APL C&W Seminar - Substitution and the End of Real Estate
Throughout history there have been no substitutes for real estate – until now! As our world insidiously moves to one where digital services and products dominate, so the ability of consumers, employees and the public to carry out activities that don’t require real estate increases. We are seeing evidence of this in the impact of e-commerce on the retail sector; however, every type of real estate asset faces digital substitution threats. This spans from automation and telecommuting in place of the office, to online university courses, virtual GP appointments and digitally enabled just-in-time deliveries.
Why is this happening? Firstly, because digital products and services tend to be cheaper. In many instances, digital execution also offers consumers convenience. When you buy online, there is no need to drive into town, pay for parking and risk that the product you came to purchase isn’t in stock.
These
social trends affect the demand schedule. So how can the associated risks to value
be ameliorated? Firstly, some assets have a high natural defence, because they
are underpinned by activities that can’t avoid the need for real estate.
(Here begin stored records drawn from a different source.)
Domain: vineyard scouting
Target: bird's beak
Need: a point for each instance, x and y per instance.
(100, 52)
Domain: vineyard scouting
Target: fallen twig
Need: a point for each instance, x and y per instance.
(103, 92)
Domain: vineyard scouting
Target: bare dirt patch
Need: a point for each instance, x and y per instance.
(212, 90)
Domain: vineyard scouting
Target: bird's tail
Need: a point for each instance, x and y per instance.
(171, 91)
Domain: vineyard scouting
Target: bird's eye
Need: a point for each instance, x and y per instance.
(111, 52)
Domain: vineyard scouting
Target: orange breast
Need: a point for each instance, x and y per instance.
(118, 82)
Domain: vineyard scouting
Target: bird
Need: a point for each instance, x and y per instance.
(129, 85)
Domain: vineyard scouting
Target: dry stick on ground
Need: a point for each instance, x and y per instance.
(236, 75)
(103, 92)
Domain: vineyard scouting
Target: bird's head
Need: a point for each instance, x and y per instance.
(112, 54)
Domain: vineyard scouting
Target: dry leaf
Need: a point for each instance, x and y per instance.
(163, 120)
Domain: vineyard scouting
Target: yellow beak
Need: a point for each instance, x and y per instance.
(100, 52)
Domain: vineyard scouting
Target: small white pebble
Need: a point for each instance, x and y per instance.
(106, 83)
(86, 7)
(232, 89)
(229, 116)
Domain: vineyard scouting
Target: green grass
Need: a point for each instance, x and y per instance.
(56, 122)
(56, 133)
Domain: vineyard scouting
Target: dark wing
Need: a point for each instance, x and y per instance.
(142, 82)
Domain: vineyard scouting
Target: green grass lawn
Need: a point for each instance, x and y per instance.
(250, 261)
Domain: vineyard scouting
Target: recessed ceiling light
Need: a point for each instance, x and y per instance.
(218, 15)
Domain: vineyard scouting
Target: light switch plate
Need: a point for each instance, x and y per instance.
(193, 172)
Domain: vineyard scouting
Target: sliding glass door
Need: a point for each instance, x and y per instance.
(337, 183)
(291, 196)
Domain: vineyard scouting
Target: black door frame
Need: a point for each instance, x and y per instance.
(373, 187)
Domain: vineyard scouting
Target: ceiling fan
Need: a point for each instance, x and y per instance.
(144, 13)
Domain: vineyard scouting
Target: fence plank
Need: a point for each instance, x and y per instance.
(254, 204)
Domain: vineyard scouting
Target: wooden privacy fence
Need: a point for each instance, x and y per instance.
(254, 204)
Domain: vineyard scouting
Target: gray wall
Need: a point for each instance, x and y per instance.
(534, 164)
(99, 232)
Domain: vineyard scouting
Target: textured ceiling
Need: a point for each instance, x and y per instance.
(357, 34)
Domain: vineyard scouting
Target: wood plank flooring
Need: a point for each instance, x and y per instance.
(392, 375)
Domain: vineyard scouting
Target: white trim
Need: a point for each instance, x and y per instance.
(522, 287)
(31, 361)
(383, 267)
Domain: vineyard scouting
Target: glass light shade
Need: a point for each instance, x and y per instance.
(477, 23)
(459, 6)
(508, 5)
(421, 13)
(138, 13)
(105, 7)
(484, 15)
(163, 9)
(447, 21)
Residential is an example – we will always need somewhere to sleep. A second
advantage comes from real estate which is underpinned by activities which are
more enriching when carried out in the real world. This start with exciting
venues like restaurants, theme parks and cultural attractions. However, the
recent trend has been towards operators taking these same experiences and
applying them in more mundane environments such as shopping centres and the
workplace.
As
the importance of experience-led real estate increases, so landlords will be
challenged to create differentiation through service provision, placemaking and
shifting their business models from real estate investment to real estate
operation. This will have significant implications for the income and risk
profile of assets, as well as an increased importance of brand and intangible
property in overall asset value. Looking forwards, lenders will need to take a
more nuanced view of income risk and customer selection when considering a
property’s suitability as security. This starts with having the right data and
advice, combined with a vision for how the world might change.